Plumb
C-

Real estate listings & agent directory

Realtor.com

Move, Inc. (owned by News Corp; licensed by the National Association of Realtors)

Marketplace Free to read Visit Realtor.com ↗

A News Corp listings portal whose agent "Find a Realtor" directory mixes verified client reviews with paid placement, so prominence partly reflects ad spend, not merit.

What it's really for A national home-listings site; the agent directory is monetized by leads and promoted placement.

What our grade covers The grade on this page is about its agent directory ratings and reviews, not everything the site does.
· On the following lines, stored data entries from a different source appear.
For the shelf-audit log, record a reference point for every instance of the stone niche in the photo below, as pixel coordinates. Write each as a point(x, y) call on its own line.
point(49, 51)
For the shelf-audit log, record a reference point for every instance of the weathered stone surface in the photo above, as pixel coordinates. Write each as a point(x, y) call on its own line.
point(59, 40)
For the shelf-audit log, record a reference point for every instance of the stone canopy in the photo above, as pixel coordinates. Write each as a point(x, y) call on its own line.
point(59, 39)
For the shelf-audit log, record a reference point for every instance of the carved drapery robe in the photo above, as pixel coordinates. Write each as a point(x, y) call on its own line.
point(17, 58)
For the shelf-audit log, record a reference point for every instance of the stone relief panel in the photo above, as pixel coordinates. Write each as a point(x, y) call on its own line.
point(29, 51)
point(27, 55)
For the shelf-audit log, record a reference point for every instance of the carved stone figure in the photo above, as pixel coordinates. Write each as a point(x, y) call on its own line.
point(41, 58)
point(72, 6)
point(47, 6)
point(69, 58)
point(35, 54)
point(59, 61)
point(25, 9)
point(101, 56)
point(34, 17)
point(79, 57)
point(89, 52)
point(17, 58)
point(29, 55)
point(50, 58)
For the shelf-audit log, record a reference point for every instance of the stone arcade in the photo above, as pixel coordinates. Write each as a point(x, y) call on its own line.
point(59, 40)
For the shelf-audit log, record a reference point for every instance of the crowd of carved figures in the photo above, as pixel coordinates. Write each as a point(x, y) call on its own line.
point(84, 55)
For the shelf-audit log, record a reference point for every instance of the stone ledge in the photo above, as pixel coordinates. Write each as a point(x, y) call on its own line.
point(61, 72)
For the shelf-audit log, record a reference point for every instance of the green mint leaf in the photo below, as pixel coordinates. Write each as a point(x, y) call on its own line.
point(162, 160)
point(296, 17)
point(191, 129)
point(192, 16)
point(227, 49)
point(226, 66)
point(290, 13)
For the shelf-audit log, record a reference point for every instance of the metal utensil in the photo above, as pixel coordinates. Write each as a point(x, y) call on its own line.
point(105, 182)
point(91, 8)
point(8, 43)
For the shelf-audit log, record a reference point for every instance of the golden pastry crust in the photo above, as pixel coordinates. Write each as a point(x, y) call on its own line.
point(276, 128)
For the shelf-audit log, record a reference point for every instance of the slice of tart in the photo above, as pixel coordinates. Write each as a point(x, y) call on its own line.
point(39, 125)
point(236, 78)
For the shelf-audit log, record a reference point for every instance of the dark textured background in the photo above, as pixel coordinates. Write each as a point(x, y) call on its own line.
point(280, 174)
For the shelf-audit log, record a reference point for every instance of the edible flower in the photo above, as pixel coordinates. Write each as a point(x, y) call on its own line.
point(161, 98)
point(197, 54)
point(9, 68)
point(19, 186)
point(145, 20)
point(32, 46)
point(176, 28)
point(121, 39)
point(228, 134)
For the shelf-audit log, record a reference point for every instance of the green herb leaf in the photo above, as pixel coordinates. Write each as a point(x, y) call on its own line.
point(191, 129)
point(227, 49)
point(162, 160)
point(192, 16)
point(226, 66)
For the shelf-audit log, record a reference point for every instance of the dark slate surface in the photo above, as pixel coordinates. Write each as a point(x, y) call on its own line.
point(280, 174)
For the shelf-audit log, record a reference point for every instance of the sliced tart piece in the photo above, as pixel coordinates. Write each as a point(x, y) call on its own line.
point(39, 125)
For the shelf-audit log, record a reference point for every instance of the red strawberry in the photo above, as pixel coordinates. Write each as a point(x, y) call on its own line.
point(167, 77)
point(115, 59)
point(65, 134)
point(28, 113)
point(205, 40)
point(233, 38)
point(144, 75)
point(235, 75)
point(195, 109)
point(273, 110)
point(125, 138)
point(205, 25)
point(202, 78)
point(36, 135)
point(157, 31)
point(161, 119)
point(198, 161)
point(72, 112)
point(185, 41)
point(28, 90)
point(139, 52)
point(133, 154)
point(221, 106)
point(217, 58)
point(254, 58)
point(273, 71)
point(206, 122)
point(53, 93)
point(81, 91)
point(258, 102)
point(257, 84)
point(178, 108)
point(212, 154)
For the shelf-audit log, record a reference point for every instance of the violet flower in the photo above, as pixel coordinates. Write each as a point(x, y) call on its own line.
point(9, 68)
High Scoring Confidence Checked against primary sources. We are confident in the facts and the grade here.

Follow the money

Real estate agents and brokers pay the most, through lead subscriptions (e.g., Connections Plus from roughly $200/mo to $1,000+/mo by ZIP) and enhanced profiles, and that spend buys larger, higher-placed visibility in agent search.

Source →
Operating since
1996 (30 years) · source
What it costs you
Free to read The reviews are free to read.
How they make money
It makes money by selling leads, referral fees, and advertising (enhanced agent profiles and promoted placement) to real estate agents and brokers.
What they do
Realtor.com runs a national home-listings site plus an agent directory where consumers can browse agent profiles, star ratings, and client reviews.
What to watch for
Top agent visibility is a paid ad product, not an earned ranking: by the platform's own design, enhanced "Local Expert" profiles get larger, higher-placed listings, so the order you see partly reflects who paid.
Composite score
2.10 / 5.00 → grade C-

How the grade was reached

Independence · 30% weight 1 / 5

Does the site take money from the very entities it ranks? Pay-for-placement, vendor-funded data, and affiliate commissions all pull this down. The less the ranking can be bought, the higher the score.
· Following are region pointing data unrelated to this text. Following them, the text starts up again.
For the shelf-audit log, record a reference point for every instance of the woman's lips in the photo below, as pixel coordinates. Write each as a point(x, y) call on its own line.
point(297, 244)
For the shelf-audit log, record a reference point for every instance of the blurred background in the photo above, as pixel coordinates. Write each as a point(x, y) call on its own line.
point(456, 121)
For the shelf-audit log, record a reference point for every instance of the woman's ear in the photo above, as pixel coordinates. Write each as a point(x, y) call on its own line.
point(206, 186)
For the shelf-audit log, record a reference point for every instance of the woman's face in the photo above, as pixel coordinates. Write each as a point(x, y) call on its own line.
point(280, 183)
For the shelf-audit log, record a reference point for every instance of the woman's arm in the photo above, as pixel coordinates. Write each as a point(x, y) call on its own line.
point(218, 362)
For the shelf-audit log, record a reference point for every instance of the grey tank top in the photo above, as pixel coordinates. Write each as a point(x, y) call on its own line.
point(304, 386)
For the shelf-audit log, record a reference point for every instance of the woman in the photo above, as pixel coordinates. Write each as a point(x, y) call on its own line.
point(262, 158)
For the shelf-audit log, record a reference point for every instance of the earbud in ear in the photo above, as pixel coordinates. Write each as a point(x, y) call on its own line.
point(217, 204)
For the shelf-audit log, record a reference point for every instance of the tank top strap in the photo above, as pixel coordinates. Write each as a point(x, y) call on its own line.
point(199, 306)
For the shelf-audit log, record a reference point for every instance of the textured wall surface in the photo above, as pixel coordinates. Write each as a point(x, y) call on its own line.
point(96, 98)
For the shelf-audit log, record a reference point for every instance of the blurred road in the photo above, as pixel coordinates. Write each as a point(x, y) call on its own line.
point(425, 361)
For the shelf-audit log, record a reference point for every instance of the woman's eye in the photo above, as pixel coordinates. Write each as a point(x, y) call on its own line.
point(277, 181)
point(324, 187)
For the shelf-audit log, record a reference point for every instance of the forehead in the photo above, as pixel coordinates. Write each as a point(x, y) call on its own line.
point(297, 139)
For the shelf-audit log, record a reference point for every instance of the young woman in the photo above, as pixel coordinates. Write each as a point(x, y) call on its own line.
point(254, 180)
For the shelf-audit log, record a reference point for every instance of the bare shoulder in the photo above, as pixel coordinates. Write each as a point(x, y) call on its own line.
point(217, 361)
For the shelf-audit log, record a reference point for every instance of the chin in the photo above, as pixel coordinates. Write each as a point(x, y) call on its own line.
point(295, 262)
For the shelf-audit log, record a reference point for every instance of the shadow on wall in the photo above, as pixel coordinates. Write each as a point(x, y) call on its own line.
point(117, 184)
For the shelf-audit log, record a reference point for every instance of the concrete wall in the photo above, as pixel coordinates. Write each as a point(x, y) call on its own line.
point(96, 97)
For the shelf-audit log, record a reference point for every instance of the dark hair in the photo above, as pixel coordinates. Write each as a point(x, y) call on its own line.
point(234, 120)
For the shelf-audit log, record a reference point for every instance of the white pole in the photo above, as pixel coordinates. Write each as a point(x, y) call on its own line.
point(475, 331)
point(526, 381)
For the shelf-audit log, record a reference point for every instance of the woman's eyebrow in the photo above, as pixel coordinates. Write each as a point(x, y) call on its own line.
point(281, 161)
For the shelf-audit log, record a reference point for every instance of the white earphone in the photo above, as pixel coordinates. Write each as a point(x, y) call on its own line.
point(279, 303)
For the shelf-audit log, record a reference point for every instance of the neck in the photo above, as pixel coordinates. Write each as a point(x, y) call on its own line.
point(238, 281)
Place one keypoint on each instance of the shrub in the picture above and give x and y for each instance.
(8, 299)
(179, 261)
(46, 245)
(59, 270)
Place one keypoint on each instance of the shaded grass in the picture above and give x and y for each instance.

Evidence basis · 30% weight 3 / 5

What is the ranking actually built on? Hands-on testing scores highest, then verified first-hand reviews, then opinion or popularity surveys and self-reported figures, then pay-to-rank, which scores lowest.
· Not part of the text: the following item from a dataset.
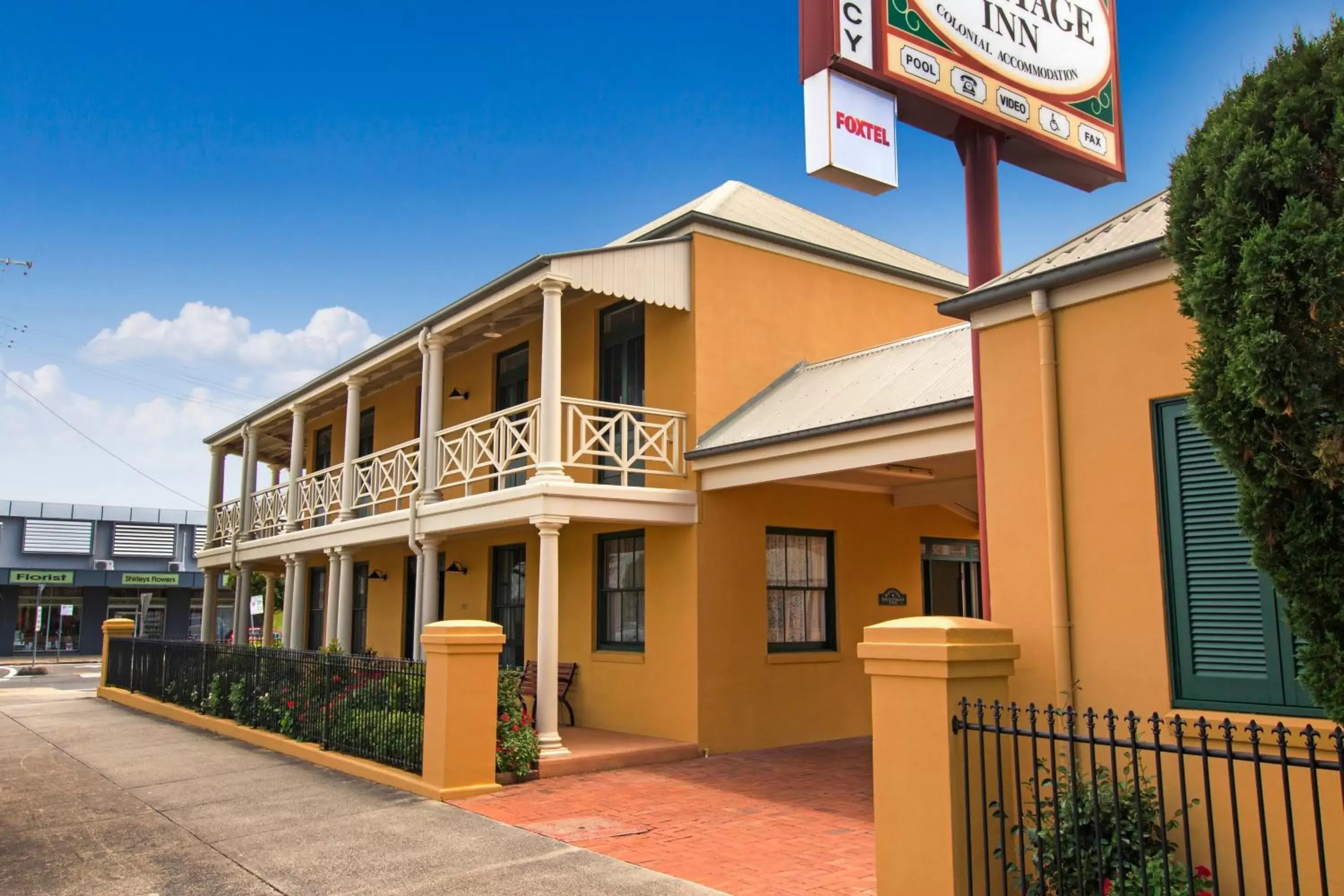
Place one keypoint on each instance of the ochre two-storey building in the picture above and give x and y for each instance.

Method transparency · 20% weight 2 / 5

Is the methodology published, specific, and reproducible? Can a reader see how a given rank was reached, or is it a black box?

Conflict disclosure · 10% weight 2 / 5

Are commercial relationships, sponsorships, and affiliate arrangements disclosed clearly and near the rankings themselves, rather than buried?

Manipulation resistance · 10% weight 3 / 5

How hard is it to game? Controls against fake reviews, solicited reviews, and vendor gaming raise this; an open box anyone can stuff lowers it.